Music has always had this amazing power to touch. It has the ability to reach deep down inside of you & bring up feelings of all kinds. We all have our special songs that no matter where we are, the instant we hear the first few bars we smile, we cry, we uncontrollably burst out laughing or we even break out our awesome dance moves that make everyone point and stare (but we don’t care do we?).
The person or persons singing that song KNOW us. They GET us. They UNDERSTAND us…….and we know them. They are our friends, our confidants. They are there for us whenever we need them…..good times or bad. They are able to take exactly what we are feeling at that moment and express it with their lyrics & music.
I was a huge music fan when I was a kid. I had a local record shop that I ran to every week when I got my allowance to pick up a 45 rpm single that I would play over and over till my parents could actually sing parts of a song they never heard before or sometimes couldn’t even understand.

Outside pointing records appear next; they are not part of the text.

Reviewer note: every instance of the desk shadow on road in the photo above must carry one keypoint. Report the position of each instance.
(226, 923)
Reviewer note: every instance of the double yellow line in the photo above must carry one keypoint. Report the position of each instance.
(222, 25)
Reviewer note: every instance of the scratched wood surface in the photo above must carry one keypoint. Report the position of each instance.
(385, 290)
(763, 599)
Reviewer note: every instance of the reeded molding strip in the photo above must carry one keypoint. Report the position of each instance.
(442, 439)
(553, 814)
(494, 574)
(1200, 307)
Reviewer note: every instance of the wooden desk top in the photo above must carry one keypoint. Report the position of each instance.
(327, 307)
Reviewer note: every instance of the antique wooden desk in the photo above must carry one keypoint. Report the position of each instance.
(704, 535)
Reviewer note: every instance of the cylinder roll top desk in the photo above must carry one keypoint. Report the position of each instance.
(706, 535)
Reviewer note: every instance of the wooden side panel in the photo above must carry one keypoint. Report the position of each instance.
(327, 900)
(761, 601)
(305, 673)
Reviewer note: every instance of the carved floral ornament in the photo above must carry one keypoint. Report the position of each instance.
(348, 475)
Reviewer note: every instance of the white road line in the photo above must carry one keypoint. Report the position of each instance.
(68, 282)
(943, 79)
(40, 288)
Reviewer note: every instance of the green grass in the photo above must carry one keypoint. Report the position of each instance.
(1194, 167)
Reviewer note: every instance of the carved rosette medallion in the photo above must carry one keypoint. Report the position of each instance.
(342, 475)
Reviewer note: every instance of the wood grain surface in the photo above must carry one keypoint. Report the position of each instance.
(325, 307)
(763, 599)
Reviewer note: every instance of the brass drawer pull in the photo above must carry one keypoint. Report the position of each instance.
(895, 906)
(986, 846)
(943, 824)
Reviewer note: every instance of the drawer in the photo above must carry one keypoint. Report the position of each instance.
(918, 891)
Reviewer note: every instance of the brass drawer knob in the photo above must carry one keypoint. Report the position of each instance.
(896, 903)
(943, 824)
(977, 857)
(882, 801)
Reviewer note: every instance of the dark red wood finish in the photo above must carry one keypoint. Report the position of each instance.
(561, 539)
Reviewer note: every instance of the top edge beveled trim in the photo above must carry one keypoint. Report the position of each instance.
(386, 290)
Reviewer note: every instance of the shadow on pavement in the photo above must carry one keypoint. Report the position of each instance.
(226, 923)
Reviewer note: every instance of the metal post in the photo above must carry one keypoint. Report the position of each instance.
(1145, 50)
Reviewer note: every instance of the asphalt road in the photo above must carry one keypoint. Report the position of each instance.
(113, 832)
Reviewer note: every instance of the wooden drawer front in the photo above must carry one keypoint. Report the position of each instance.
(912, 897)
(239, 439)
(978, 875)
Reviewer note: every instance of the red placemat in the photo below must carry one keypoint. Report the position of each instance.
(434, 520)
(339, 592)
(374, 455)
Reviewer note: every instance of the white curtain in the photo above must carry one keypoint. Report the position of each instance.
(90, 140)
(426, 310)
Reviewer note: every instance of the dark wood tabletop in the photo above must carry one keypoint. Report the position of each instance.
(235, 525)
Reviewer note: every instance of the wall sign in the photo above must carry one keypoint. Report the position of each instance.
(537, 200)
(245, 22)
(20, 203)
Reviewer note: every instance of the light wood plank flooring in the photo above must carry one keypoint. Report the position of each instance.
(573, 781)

I remember being able to tell if someone got me an album for my birthday by the shape of the package. That beautiful 12 inch square! Those were always the presents I opened first. I was never able to open presents till after we sang Happy Birthday, so I would look at all the presents sitting on the sofa and scope out the order. That box is probably clothes, that present looks like a baseball glove, that weird shaped one is probably a toy.
But THAT one……it was my 13th birthday and there it was…that now infamous blue cover with the painted animal skull. Eagles – Their Greatest Hits (1971-1975). I turned the album over and looked at all the songs that I had heard on WABC radio. All the songs that I had sat & waited hours for through commercials for all kinds of stuff that I thought I would never buy were now here at my fingertips. This album knew everything I was feeling as a teenager making that awkward transition into adulthood.
I could listen to “Best of My Love” while I was thinking about the girl who sat in front of me in class. I could play “Already Gone” while I played the air guitar and sang at the top of my lungs alone in my room. I could just sit back and daydream while “Take it Easy” or “Peaceful Easy Feeling” played in the background. When I was sad, “Desperado” shared some of that sadness with me.
I woke up this morning to find out we lost another special person…..and as the reality hit I began to hurt. A friend had passed and although I never met him, I knew him & he knew me. The songs from that album I got as a kid started playing in my head & I was transported to that time at 13 where the Eagles were as much a part of my life as baseball & comic books were…….and the pain began to hurt just a little less knowing that the friend I never met will actually always be with me. He will still understand me. He will still know me.
R.I.P my friend Glenn Frey …….thanks for being a friend…I think I’ll play the CD today.